Equity – Part of Quality Care
Conscious efforts to make care more equitable are happening every day in Ontario’s health system:
In North Bay, the Nurse Practitioner-Led Primary Care Clinic is aiming to improve the patient experience for Indigenous clients by providing cultural competency training to their staff by partnering with their local Indigenous Friendship Centre to provide training in local communities’ culture and customs.
The South-East Ottawa Community Health Centre is interested in improving health outcomes and management for patients with diabetes who are new immigrants and refugees from Somalia, Nepal or Syria.
And the Tyndall Nursing Home in Mississauga is planning on incorporating a new survey question in their resident satisfaction survey to assess whether residents feel they are treated “fairly and equitably”.
These are just a few of the examples we heard about when Health Quality Ontario asked health organizations in Ontario to tell us how they were incorporating health equity into their work.
Health equity - the ability of all people to reach their full health potential and receive fair and appropriate care no matter where they live , what they have or who they are– is a strategic priority for Health Quality Ontario and widely recognized as one of the six key dimensions of quality outlined in Quality Matters. The term is easily misinterpreted and can be a challenging concept for those providing care to put into practice, but the principle is absolutely fundamental to the provision of high-quality health care.

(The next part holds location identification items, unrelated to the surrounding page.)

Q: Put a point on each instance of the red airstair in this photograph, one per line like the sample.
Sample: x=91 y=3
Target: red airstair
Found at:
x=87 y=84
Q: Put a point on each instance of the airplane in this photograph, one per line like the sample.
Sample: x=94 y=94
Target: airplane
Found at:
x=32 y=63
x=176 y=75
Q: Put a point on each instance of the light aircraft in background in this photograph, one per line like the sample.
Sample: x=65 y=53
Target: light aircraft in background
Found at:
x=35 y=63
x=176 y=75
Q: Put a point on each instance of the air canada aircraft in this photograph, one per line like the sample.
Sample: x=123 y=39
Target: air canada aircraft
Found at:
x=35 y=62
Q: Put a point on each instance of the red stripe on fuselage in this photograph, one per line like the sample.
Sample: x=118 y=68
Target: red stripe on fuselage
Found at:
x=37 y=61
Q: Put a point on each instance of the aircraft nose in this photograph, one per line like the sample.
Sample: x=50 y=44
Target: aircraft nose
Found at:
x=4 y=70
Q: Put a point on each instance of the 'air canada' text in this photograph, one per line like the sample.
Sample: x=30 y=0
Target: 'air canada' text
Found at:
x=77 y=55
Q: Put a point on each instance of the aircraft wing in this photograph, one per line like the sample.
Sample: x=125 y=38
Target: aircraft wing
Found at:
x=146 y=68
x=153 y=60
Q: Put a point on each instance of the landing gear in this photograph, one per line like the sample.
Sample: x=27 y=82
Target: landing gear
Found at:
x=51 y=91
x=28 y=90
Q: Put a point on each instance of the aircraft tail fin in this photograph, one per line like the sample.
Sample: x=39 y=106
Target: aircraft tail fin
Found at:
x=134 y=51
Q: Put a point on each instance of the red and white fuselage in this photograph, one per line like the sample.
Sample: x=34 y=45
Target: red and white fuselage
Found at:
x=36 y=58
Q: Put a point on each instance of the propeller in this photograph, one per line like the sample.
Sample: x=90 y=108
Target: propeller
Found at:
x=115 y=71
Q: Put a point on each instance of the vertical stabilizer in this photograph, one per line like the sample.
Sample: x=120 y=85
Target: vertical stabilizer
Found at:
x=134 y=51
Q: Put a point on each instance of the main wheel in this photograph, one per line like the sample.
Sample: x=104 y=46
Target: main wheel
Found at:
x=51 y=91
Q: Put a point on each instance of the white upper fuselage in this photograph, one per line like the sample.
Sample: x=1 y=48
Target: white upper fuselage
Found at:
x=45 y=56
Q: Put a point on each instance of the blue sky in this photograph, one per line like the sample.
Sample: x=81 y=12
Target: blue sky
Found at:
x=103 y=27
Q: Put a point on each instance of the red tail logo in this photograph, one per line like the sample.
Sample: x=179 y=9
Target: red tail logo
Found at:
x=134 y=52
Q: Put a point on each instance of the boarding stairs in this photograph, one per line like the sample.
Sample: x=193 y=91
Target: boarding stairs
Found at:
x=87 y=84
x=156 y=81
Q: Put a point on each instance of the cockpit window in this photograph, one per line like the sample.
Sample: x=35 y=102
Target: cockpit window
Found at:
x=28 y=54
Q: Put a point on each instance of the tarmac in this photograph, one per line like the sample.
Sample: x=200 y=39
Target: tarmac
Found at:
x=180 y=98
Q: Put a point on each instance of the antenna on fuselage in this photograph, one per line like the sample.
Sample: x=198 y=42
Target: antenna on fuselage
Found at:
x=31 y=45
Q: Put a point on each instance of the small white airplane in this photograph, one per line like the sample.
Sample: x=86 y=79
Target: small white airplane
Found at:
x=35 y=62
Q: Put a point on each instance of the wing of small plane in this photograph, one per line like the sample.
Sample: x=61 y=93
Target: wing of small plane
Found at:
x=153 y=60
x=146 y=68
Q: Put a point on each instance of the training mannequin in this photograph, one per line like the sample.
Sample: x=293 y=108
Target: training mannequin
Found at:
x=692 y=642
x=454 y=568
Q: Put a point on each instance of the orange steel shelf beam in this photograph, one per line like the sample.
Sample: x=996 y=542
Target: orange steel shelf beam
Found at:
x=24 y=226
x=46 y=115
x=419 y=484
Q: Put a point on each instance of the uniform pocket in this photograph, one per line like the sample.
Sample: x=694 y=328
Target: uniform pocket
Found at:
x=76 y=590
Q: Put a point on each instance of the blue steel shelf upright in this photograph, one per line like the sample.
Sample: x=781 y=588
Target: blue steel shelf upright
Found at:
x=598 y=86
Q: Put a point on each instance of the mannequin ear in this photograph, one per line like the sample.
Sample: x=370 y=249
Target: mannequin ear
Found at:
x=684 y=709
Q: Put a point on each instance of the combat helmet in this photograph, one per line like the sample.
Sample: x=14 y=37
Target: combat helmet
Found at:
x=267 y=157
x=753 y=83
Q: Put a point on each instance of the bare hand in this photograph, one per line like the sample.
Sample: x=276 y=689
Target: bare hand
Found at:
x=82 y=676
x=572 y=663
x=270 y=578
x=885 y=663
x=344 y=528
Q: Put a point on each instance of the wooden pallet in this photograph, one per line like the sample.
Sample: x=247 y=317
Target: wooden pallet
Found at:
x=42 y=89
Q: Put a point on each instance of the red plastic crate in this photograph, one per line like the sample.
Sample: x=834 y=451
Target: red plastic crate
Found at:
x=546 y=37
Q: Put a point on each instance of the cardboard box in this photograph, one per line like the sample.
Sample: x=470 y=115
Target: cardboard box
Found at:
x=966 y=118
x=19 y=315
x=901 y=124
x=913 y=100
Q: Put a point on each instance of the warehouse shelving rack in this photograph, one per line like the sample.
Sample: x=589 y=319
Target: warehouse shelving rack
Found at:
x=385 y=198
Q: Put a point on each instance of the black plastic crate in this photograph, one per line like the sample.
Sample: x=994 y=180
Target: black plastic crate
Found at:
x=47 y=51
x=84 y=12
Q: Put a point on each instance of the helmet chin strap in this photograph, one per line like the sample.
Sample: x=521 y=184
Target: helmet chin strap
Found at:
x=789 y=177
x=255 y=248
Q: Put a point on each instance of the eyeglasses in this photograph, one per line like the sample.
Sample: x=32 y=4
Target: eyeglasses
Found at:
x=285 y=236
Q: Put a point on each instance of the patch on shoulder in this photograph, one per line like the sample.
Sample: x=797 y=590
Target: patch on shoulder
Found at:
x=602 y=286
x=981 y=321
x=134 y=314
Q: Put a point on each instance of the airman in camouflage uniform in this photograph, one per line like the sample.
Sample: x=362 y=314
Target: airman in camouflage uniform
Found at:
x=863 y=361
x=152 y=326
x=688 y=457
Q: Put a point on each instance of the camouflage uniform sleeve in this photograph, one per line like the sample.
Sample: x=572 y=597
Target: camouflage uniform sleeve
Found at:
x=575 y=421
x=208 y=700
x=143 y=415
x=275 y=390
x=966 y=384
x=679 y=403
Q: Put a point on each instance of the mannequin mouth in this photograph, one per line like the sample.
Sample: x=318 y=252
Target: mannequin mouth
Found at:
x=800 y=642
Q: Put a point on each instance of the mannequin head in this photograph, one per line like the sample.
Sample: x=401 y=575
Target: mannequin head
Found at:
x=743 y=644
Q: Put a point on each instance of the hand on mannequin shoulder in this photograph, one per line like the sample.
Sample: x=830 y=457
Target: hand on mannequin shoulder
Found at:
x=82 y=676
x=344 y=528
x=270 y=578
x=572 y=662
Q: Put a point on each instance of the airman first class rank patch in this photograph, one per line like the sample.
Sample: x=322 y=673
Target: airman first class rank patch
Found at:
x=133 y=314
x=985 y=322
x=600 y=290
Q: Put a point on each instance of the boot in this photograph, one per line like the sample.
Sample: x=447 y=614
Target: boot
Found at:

These examples and many others were shared by hospitals, inter-professional team-based primary care organizations, community care access centres and long-term care homes as part of their annual 2016/17 Quality Improvement Plans.
It was the first time we asked these organizations to tell us what they were working on to address health equity. We plan for it to be a regular part of the reporting in the quality improvement plans.
The answers have been published in a report showing what is being done “at the coal face” to make health equity a reality for the populations these organizations serve.
This snapshot of health equity initiatives demonstrates that while some are already focusing on equity with a crystal-clear lens, the view for other organizations remains fuzzy as they strive to better define the baseline health and needs of the populations they serve, as well as what equity means to them.
We did not provide organizations with an indicator to measure health equity as we do with other dimensions of care. We found some organizations have already created their own indicators, which varied widely based on the populations they serve and the outcomes they are aiming to meet.
When it comes to health equity there is no “one size fits all” and we expect to see organizations develop customized measures to track what they are doing in this area.
Other organizations provided comments on how they are planning to address health equity, with many relating to improving language and translation services.
For example, many long-term care homes described addressing equity by offering their Resident and Family Satisfaction Survey in up to 15 different languages. And the Plantagenet Family Health Team in rural Eastern Ontario commented that, with 82% of its patients being francophone and 7.6% speaking only French, all of its physicians are bilingual, and services, programs, and documentations are in a bilingual format.
At Health Quality Ontario, we strive to support organizations as they incorporate an equity lens into their efforts to improve the care that they provide.
We encourage all organizations to include the dimension of equity into their quality improvement efforts. It is also the only way to achieve a high-quality health care system for all who live in Ontario.